Every Monday in Citizenship Confusion, Alan Noble discusses how we confuse our heavenly citizenship with citizenship to the state, culture, and the world.
One of the reoccurring themes of my column has been the fact that Christians must always place the authority and honor of God above the State. But what is a devoted Christian presidential candidate to say when asked, “If you encounter a conflict between your faith and the Constitution and laws of the United States, how would you resolve it? Has that happened, in your experience?”
I would hope that they would confess that they would obey God’s laws, even if it meant contradicting the laws of the State, but I would also want to know how they interpreted God’s laws and how they would define such a conflict.
Bill Keller, the executive editor of The New York Times, recently recommended that we pose this question and similar ones (some of which show a distinct ignorance about religion, as GetReligion has demonstrated) to Republican political candidates. The basis of this questionnaire seems quite valid to me: our “worldview” affects our theory of government and governing.

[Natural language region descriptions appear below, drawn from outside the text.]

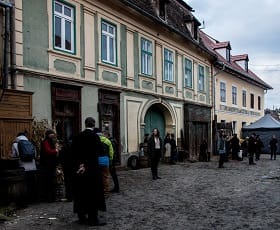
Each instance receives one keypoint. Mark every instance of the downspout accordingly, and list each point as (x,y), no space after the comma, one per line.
(13,47)
(6,46)
(214,98)
(7,7)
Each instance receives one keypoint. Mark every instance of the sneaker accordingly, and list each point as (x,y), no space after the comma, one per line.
(114,190)
(96,223)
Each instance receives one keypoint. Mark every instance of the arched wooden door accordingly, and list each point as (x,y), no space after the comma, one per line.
(154,119)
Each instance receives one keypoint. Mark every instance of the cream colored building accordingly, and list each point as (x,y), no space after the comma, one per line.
(239,93)
(132,65)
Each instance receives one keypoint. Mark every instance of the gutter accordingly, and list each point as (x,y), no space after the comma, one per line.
(262,85)
(8,7)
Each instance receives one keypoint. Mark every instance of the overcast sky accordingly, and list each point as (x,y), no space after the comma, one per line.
(252,27)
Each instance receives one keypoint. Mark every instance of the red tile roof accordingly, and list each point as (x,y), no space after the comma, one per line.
(231,65)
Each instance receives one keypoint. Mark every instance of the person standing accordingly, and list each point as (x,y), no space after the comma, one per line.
(252,145)
(235,146)
(173,158)
(258,147)
(105,157)
(88,193)
(273,147)
(48,162)
(113,170)
(222,149)
(155,152)
(203,151)
(167,148)
(29,166)
(66,161)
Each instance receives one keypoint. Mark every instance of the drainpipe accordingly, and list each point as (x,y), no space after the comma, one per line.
(13,47)
(7,7)
(214,98)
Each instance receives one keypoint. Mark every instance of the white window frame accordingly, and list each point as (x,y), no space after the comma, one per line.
(223,92)
(146,57)
(168,57)
(244,98)
(64,19)
(188,73)
(201,78)
(234,94)
(109,55)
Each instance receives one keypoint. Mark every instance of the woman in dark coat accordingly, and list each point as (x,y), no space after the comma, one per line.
(48,162)
(88,188)
(155,152)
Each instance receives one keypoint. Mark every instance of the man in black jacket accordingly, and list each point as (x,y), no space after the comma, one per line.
(88,187)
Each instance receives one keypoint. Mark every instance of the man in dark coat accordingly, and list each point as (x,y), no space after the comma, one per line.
(88,188)
(252,145)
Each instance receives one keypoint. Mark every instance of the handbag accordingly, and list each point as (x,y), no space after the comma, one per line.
(103,161)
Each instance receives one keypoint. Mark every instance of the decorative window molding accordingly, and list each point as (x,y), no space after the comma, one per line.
(108,43)
(201,78)
(63,26)
(146,57)
(168,72)
(188,73)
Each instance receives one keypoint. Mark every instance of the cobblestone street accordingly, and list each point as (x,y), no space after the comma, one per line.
(189,196)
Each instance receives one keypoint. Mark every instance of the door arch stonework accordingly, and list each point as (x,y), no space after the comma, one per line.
(167,112)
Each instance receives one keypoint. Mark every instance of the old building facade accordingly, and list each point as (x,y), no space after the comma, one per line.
(239,92)
(132,65)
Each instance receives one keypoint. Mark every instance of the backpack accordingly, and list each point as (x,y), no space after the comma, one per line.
(26,150)
(105,149)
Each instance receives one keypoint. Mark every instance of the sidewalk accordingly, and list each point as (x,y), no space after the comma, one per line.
(189,196)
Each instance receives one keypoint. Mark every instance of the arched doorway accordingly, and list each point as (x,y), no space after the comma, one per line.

I want to know what Rick Perry thinks about David Barton, founder of WallBuilders– a man who argues that the parable of talents in Matthew 25 “conflict[s] with the notion of a tax on capital gains.”
The majority of Keller’s questions strike me as helpful.
Marvin Olasky appears to disagree, and has offered his own set of questions which all address the implications of a belief in Darwinism: “In what ways is abortion, in that it kills millions who have below-average prospects in life, a good Darwinian way to improve humanity?”
While I don’t deny that a belief in evolution can and has led some to support horrific practices, I sincerely doubt that any presidential candidate would claim that Darwinism justifies abortions for the lower classes. One important distinction that must be made is that evolution is a theory of what happened and happens, it is not a theory of what ought to happen, although many act as though it were.
Christianity, however, is a claim about what happened, what will happen, the significance of life, and how we ought to respond. It seems much more reasonable to ask Christian politicians how they believe the Bible should inform public policy than it is to ask atheists how evolution should affect theirs. Instead, we should be asking non-Christian presidential candidates about their foundational beliefs:
What is “the good life”?
What role should the government play in promoting the good life?
How is justice determined?
If you encounter a conflict between your understanding of justice or the good life and the Constitution or laws of the United States, how would you resolve it?
All candidates should be open about their defining beliefs. Whether they are based on the Bible or secular humanism.